Cascading 2.6.3 on cloudera hadoop 2.5.0-cdh5.3.0

330 views
Skip to first unread message

dubo...@avast.com

unread,
Mar 23, 2015, 8:56:36 AM3/23/15
to cascadi...@googlegroups.com
Hi cascading users,

  I try to run part1 of Cascading for Impatient on our cluster. We have cloudera 2.5.0-cdh5.3.0 installed there. I have changed cascading and hadoop versions in build.gradle to

ext.cascadingVersion = '2.6.3'
ext.hadoopVersion = '2.5.0-cdh5.3.0'

  and then compiled, uploaded and run on cluster with

hadoop jar impatient.jar /input/path /output/path

  which gave me an error of:

15/03/23 13:32:35 ERROR flow.FlowStep: [] unable to load platform specific class, please verify Hadoop cluster version: 'Hadoop:2.5.0-mr1-cdh5.3.0:Apache', matches the Hadoop platform build dependency and associated FlowConnector, cascading-hadoop or cascading-hadoop2-mr1
java.lang.NoClassDefFoundError: org/apache/hadoop/mapreduce/TaskCompletionEvent
...

  This TaskCompletionEvent is in hadoop-mapreduce-client-core artifact. That is marked as provided in gradle.build. But it is not on classpath of hadoop executable just on classpath of distributed job run afterwards. So I tried to change it from provided to compile. That solved NoClassDefFoundError but created VerifyError:

Exception in thread "main" java.lang.VerifyError: Inconsistent stackmap frames at branch target 34
Exception Details:
  Location:
    cascading/stats/hadoop/HadoopStepStats.addAttemptsToTaskStats(Ljava/util/Map;Z)V @34: aload
  Reason:
    Type '[Lorg/apache/hadoop/mapred/TaskCompletionEvent;' (current frame, locals[5]) is not assignable to '[Lorg/apache/hadoop/mapreduce/TaskCompletionEvent;' (stack map, locals[5])

  ...

  Could you please point to right direction? Is cdh5.3.0 supported by cascading?

  Thank you in advance

  Jakub Dubovsky

Andre Kelpe

unread,
Mar 23, 2015, 12:04:10 PM3/23/15
to cascadi...@googlegroups.com
Hi,

CDH 5 has been certified with Cascading:
http://www.cascading.org/support/compatibility/

Do you get the same result when running the application with "yarn jar
...." instead of hadoop jar?

- Andre
> --
> You received this message because you are subscribed to the Google Groups
> "cascading-user" group.
> To unsubscribe from this group and stop receiving emails from it, send an
> email to cascading-use...@googlegroups.com.
> To post to this group, send email to cascadi...@googlegroups.com.
> Visit this group at http://groups.google.com/group/cascading-user.
> To view this discussion on the web visit
> https://groups.google.com/d/msgid/cascading-user/a9964151-a769-40cf-a921-9b3260a8eac4%40googlegroups.com.
> For more options, visit https://groups.google.com/d/optout.



--
André Kelpe
an...@concurrentinc.com
http://concurrentinc.com

Dubovský, Jakub

unread,
Mar 23, 2015, 1:04:27 PM3/23/15
to cascadi...@googlegroups.com
I see the same reaction when I run it with yarn instead of hadoop.
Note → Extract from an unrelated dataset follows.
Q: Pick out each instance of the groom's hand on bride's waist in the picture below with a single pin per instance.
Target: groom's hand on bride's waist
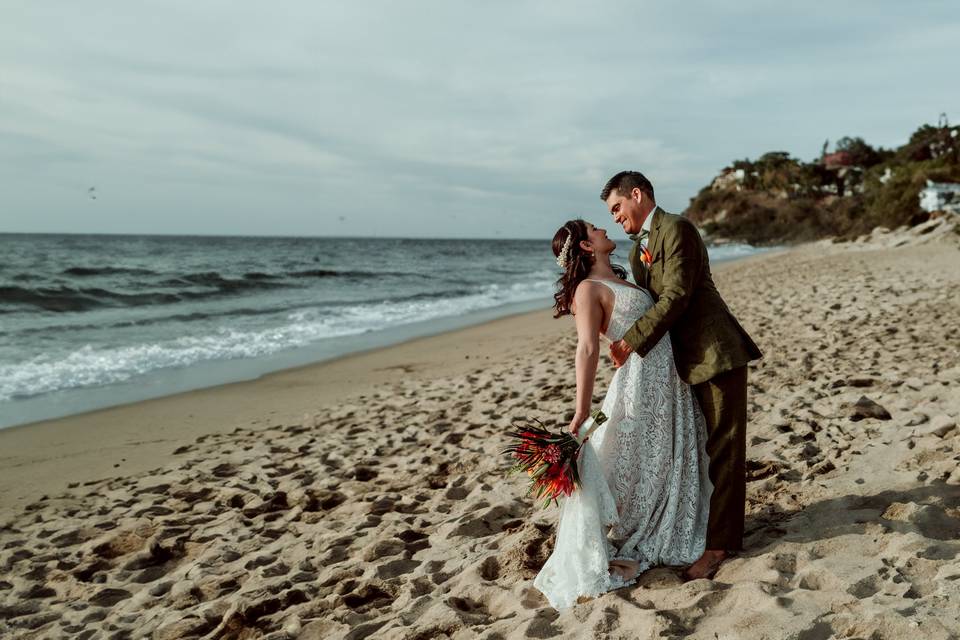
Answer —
(620, 351)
I added the code for extracting URLs from classloader to see what jars ClassLoader is looking into. In both hadoop and yarn case I see this list:

file:/tmp/hadoop-dubovsky/hadoop-unjar7546198077987338391/
file:/home/dubovsky/impatient.jar
file:/tmp/hadoop-dubovsky/hadoop-unjar7546198077987338391/classes
file:/tmp/hadoop-dubovsky/hadoop-unjar7546198077987338391/lib/guava-14.0.1.jar
file:/tmp/hadoop-dubovsky/hadoop-unjar7546198077987338391/lib/cascading-core-2.6.3.jar
file:/tmp/hadoop-dubovsky/hadoop-unjar7546198077987338391/lib/janino-2.7.5.jar
file:/tmp/hadoop-dubovsky/hadoop-unjar7546198077987338391/lib/cascading-hadoop2-mr1-2.6.3.jar
file:/tmp/hadoop-dubovsky/hadoop-unjar7546198077987338391/lib/cascading-local-2.6.3.jar
file:/tmp/hadoop-dubovsky/hadoop-unjar7546198077987338391/lib/commons-compiler-2.7.5.jar
file:/tmp/hadoop-dubovsky/hadoop-unjar7546198077987338391/lib/jgrapht-jdk1.6-0.8.1.jar
file:/tmp/hadoop-dubovsky/hadoop-unjar7546198077987338391/lib/riffle-0.1-dev.jar
file:/tmp/hadoop-dubovsky/hadoop-unjar7546198077987338391/lib/slf4j-api-1.7.2.jar

  Those are just jars from gradle build of sample code. That means there is no other jars provided by hadoop runtime during this preparation phase. But the code in sample project are compiled agains hadoop-mapreduce-client-core dependency which is marked as providedCompile. So I wonder why all cascading examples says we should use "hadoop jar code.jar ..." to run the code...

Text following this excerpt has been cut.